Le centre national britannique de cybersécurité, rattaché au renseignement de Sa Majesté, déconseille le recours à des produits russes pour le gouvernement et les systèmes nationaux critiques.

Faut-il se méfier des outils de Kaspersky ? Dans certains cas, estime Ian Levy, directeur technique du centre national de cybersécurité britannique (NCSC). Dans un billet de blog qu’il revendique « complexe et nuancé », il assure d’abord qu’un « drapeau n’est pas un indicateur de confiance ». Mais pour le contraire, c’est une autre histoire : « bien sûr, si un fournisseur a son siège dans un pays qui a un passé d’attaques contre le Royaume-Uni et ses alliés dans le cyberespace, il y a de quoi s’inquiéter ». Et cela vaut justement pour la Russie. Dès lors, « nous pensons que certains systèmes gouvernementaux et critiques pour la nation sont confrontés à un risque relevé ».

D’où l’importance, pour Ian Levy, de s’interroger sur la gestion du risque posé par un antivirus, compte tenu de l’impact potentiel de son éventuel détournement. Et l’on parle bien de Kaspersky : « tout d’abord, nous allons discuter avec les entreprises dont nous croyons qu’elles posent un risque et étudier comment travailler ensemble pour réduire ce risque suffisamment ».

Ian Levy assure dialoguer avec l’éditeur pour voir si « un framework peut être développé » pour, grosso modo, donner au Royaume-Uni une assurance de sa bonne volonté. En soin, l’affirmation ne manque pas d’une certaine ironie : elle survient près d’un mois et demi après que Kaspersky a dévoilé son opération transparence sur le code source de ses produits.

Mais le directeur technique du NCSC laisse entendre que, de toute façon, cela ne suffira pas dans certains cas. Il rappelle ainsi que Ciaran Martin, directeur général de la cybersécurité du GCHQ – dont dépend le NCSC, le renseignement britannique –, « a conseillé que les systèmes avec une objectif de sécurité nationale n’utilisent pas des produits qui pourraient être aisément exploités par le gouvernement russe ». Pareille chose n’a jamais été démontrée dans le cas de Kaspersky – et rien ne dit que d’autres antivirus ne sont pas plus vulnérables –, mais qu’à cela ne tienne : « de nombreux services gèrent déjà bien ces risques ; il n’y a quasiment aucune base installée Kaspersky dans l’administration centrale ». Une tempête dans un verre d’eau, en somme ?
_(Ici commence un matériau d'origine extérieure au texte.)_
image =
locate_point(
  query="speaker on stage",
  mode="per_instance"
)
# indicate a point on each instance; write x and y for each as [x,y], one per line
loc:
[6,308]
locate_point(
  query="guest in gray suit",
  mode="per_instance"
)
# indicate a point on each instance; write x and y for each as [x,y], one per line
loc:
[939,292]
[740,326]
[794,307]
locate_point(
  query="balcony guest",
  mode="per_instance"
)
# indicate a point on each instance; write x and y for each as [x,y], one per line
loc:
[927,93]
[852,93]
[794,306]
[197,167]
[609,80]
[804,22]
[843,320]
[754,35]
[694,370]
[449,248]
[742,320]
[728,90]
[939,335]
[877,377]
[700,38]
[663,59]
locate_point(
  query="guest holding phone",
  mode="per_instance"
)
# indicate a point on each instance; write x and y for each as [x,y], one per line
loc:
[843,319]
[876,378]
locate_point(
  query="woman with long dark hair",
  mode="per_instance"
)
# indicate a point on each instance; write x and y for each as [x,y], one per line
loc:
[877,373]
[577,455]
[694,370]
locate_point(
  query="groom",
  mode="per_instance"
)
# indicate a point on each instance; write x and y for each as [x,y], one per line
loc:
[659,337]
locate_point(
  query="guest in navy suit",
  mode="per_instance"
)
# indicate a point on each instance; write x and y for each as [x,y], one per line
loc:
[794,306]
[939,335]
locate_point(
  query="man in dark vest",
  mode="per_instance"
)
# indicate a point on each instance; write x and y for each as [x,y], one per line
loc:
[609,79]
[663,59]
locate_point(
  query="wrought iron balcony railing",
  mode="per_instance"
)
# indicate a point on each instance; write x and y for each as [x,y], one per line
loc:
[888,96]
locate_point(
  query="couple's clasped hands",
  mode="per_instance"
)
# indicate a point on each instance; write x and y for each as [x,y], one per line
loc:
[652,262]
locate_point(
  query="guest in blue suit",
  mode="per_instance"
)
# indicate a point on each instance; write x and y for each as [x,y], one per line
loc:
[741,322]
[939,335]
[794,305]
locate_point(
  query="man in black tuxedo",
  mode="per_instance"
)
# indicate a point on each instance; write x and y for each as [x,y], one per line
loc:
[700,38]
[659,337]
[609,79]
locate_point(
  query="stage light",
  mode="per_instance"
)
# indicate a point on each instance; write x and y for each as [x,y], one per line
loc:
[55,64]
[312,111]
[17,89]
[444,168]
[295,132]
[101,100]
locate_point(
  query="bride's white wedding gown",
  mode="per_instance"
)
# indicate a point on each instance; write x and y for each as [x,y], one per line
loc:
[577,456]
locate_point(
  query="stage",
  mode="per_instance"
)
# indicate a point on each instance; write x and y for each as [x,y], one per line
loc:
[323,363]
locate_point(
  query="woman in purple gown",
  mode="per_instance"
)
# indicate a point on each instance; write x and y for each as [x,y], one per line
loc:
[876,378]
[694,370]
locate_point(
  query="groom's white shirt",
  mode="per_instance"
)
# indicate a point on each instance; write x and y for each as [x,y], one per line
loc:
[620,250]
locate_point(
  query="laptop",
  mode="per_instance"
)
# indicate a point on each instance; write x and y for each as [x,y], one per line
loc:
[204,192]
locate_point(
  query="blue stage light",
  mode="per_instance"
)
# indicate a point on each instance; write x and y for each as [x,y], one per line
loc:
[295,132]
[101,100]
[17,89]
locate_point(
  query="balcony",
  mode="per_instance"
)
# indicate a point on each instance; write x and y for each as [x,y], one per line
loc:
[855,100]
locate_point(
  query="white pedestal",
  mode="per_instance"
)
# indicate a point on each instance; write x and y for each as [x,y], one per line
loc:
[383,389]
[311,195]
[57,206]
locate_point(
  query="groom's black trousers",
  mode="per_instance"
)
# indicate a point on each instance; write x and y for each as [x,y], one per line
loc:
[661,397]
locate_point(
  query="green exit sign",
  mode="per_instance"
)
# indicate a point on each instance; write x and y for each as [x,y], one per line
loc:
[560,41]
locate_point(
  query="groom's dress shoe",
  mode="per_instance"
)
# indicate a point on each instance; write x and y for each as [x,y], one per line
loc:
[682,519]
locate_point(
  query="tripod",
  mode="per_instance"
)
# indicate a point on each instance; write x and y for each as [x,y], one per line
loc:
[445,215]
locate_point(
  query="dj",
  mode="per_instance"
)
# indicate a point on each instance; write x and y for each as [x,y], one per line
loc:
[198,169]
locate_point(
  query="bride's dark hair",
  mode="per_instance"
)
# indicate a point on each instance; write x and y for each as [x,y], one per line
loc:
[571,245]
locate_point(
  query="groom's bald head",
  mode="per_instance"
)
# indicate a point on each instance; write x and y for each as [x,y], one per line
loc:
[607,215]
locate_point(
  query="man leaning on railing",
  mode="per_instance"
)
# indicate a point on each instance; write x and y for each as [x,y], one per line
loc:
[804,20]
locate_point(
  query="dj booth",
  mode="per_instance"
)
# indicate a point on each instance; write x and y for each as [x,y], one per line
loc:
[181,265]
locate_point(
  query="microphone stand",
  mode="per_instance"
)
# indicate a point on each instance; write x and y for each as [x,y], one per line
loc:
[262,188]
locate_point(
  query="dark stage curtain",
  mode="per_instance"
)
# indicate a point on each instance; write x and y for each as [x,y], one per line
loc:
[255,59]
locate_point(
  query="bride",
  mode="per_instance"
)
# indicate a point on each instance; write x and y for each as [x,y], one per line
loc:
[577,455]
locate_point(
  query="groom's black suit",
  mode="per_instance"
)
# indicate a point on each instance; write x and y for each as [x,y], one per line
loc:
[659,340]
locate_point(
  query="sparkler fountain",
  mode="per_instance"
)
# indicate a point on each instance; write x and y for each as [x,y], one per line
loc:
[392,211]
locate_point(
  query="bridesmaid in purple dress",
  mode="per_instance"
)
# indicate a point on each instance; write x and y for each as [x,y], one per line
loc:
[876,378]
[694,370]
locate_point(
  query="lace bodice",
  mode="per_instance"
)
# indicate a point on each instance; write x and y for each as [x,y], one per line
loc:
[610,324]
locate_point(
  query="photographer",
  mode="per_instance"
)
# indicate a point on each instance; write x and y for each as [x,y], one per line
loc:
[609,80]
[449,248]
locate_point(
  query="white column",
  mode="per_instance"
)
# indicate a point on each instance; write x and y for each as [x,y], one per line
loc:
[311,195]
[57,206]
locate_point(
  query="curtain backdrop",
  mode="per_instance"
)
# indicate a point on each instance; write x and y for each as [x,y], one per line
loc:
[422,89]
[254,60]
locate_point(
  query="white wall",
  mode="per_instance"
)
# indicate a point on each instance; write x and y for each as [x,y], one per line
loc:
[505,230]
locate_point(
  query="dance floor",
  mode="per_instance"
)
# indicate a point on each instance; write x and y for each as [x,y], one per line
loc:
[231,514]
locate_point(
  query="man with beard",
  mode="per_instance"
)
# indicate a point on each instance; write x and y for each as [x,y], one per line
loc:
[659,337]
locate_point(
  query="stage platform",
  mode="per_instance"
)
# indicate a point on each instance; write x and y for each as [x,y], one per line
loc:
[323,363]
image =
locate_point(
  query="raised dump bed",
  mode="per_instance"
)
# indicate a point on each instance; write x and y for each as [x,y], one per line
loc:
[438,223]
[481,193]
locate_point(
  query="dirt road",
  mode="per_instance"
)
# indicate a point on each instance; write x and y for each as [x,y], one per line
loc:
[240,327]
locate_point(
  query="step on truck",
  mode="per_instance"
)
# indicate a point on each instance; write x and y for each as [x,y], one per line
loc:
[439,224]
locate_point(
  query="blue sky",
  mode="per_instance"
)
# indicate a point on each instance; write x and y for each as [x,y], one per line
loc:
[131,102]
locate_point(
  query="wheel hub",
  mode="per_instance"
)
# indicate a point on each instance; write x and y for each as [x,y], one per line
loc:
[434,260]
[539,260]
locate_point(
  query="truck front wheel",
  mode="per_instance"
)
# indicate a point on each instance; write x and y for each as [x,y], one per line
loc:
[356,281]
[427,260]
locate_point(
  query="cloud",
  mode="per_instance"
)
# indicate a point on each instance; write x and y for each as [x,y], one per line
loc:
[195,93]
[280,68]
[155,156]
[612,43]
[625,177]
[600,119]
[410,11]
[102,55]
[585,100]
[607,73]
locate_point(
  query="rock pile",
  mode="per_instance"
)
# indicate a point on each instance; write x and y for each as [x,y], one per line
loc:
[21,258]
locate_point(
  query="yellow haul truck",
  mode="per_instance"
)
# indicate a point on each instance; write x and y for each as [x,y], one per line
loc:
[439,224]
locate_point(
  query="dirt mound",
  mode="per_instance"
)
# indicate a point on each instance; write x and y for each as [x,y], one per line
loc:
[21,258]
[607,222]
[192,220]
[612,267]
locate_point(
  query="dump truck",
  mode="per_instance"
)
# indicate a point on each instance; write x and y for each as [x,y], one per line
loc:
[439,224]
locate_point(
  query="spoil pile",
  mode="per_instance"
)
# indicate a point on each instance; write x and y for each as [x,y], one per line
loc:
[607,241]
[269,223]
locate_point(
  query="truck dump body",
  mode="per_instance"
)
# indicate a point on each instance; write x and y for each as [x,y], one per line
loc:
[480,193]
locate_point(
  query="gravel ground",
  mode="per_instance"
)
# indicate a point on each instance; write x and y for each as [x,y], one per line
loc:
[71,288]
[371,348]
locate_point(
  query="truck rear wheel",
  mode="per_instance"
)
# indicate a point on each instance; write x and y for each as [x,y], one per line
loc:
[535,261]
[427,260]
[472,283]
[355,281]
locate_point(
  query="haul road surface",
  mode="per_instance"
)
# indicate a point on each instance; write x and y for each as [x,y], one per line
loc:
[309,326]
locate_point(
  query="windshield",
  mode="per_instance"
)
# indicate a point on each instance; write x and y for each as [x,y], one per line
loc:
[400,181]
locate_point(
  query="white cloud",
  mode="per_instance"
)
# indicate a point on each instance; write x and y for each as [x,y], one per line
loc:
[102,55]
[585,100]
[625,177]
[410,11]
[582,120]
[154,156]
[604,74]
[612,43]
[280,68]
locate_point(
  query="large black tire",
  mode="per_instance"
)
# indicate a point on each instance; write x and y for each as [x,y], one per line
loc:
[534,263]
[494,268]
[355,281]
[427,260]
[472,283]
Le propos renvoie clairement au mélodrame dans lequel l’éditeur russe apparaît piégé outre-Atlantique, même en l’absence de tout élément probant. Pour l’heure, cette défiance n’a pas ouvertement trouvé d’écho en Australie, au Canada et en Nouvelle-Zélande. Pour autant, un porte-parole du cabinet du premier ministre australien a déclaré que le sujet faisait l’objet d’un « dialogue continu avec [ses] partenaires des Five Eyes », à savoir le réseau de partage de renseignement entre ces trois pays, les Etats-Unis et le Royaume-Uni. A se demander lequel d’entre eux fera la prochaine sortie.